I completely agree that replicas, especially well made ones, are dangerous as they can easily be passed on as fakes. However, here are two points, I feel necessary to bring up.
First of all, I think we, the collectors, are the ones to mainly blame. After all, we are the ones willing to pay high prices for the artefacts, thus creating a market for forgers. If we did not drive the prices up, noone would be forging swords, as making a good sword is actually hard and costly. Fortunately, I do not think that most of the best examples of ethnographic weapons can be mass produced cheaply - they need to be hand made, and sometimes the technology is not easy and only a few people can do it, their products as expensive or even more expensive than the authentic items, such as in the case of wootz. As long as we do not drive prices completely out of sanity, the forgers will be limited to ancient weapons and the more primitive examples.
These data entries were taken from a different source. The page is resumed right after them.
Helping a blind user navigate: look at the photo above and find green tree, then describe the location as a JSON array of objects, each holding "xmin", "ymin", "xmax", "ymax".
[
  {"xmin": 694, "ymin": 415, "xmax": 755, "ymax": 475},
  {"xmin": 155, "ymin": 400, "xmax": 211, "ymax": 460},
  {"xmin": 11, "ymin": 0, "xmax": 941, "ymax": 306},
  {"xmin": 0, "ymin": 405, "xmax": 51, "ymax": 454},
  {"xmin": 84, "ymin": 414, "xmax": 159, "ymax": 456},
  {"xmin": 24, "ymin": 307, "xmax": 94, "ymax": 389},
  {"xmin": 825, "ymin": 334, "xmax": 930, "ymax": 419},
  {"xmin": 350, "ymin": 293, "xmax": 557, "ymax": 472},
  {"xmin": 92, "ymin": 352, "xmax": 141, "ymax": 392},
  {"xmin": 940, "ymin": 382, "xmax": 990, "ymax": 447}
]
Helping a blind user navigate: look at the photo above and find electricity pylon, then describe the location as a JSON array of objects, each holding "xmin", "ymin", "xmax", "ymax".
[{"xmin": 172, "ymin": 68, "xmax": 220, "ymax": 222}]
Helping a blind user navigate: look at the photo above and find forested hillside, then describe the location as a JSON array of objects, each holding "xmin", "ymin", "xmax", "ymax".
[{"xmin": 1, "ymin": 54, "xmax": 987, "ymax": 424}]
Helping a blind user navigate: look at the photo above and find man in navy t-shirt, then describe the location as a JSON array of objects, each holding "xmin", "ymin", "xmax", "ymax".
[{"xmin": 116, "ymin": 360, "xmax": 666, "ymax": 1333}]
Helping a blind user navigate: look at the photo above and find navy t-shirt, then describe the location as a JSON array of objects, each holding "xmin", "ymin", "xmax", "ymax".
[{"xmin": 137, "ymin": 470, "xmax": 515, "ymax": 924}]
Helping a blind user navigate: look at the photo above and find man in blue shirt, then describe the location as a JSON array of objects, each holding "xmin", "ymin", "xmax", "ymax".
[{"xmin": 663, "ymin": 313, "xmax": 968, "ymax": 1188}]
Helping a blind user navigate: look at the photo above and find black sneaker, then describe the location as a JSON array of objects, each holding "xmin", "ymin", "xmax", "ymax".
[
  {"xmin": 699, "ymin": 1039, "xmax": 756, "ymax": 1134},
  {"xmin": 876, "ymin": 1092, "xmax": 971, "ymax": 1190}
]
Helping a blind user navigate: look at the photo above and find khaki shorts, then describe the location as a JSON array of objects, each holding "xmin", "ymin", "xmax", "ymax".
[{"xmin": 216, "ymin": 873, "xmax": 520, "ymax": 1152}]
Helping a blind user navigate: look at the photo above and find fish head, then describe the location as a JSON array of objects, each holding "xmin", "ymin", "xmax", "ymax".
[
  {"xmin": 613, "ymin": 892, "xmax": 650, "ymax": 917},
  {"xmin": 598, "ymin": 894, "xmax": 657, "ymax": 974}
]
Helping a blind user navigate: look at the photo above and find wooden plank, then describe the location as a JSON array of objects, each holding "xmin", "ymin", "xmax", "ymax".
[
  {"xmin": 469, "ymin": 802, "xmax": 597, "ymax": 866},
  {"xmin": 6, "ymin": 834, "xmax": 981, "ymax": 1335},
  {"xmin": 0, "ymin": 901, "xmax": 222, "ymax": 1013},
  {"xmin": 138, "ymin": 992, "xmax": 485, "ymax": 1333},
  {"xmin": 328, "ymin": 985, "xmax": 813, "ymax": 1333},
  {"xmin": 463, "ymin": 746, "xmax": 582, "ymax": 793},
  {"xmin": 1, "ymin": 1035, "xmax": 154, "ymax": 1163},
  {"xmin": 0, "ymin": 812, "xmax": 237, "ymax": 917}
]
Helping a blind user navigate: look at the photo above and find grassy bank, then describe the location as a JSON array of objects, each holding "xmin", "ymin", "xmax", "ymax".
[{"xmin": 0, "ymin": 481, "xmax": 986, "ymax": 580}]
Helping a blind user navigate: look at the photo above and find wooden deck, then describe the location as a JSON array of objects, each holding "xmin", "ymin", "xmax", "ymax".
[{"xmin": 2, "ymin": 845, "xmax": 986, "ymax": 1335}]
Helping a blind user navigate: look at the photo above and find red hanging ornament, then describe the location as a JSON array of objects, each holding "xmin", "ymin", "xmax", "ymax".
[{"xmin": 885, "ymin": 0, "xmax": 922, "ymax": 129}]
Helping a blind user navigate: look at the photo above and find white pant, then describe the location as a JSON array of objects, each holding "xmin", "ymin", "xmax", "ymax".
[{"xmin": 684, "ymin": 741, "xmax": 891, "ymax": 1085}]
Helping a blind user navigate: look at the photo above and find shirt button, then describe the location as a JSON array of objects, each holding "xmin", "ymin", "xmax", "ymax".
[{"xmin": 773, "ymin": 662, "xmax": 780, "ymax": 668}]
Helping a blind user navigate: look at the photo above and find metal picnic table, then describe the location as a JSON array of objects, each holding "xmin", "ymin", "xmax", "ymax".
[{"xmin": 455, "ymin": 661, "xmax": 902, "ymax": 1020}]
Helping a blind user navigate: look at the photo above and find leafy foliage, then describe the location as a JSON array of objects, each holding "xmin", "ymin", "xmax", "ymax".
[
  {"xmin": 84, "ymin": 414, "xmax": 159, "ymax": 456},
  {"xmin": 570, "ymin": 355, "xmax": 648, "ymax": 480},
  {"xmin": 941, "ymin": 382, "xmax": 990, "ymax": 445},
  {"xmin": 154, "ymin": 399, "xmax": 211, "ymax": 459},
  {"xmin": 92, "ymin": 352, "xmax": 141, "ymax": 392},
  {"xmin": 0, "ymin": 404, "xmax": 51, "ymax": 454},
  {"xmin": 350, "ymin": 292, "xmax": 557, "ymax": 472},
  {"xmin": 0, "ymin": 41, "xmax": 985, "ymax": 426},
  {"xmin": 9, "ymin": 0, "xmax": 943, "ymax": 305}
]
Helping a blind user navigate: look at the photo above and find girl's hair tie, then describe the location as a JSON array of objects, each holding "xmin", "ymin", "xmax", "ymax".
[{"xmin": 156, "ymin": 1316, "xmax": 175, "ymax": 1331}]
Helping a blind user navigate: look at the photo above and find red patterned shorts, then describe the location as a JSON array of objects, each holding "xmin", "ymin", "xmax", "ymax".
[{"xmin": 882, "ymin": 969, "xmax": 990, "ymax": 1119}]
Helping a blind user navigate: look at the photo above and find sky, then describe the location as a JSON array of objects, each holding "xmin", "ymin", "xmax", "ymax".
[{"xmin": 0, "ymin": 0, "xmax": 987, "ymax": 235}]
Secondly, I actually think real sized replicas are necessary. I have friends who are reenactors, many of them reenacting battles from the 19th century. These reenactments help discover important information about battles from the past, as they are our only way of recreating the events, during which the weapons we collect have been used. I personally like weapons because of their historical significance, as witnesses and participants in heroic deeds I will never see. Anyway, some of the equipment my friends use consists of replicas, and some of it consists of authentic items. I know many cases, in which authentic weapons have been damaged - blades nicked and bent, gun butts broken, uniforms torn. Even the thought of somebody running around woods with a precious 19th century Balkan shihsane and clashing an authentic yataghan makes me cringe. Therefore, I do support replicas, as in many cases they help preserve authentic weapons, not to mention that they help us see how the real weapons have been used. After all, I am very much against cutting tests with an old blade, especially if it is a rare and valuable example.
To some it up, there will be fakes in any collecting field with high enough interest and prices, and while I do not think that a limit on the production of replicas will help much, if at all, on fighting fakes and forgers, I believe replicas are necessary and their benefits by far outweigh their eventual downsides.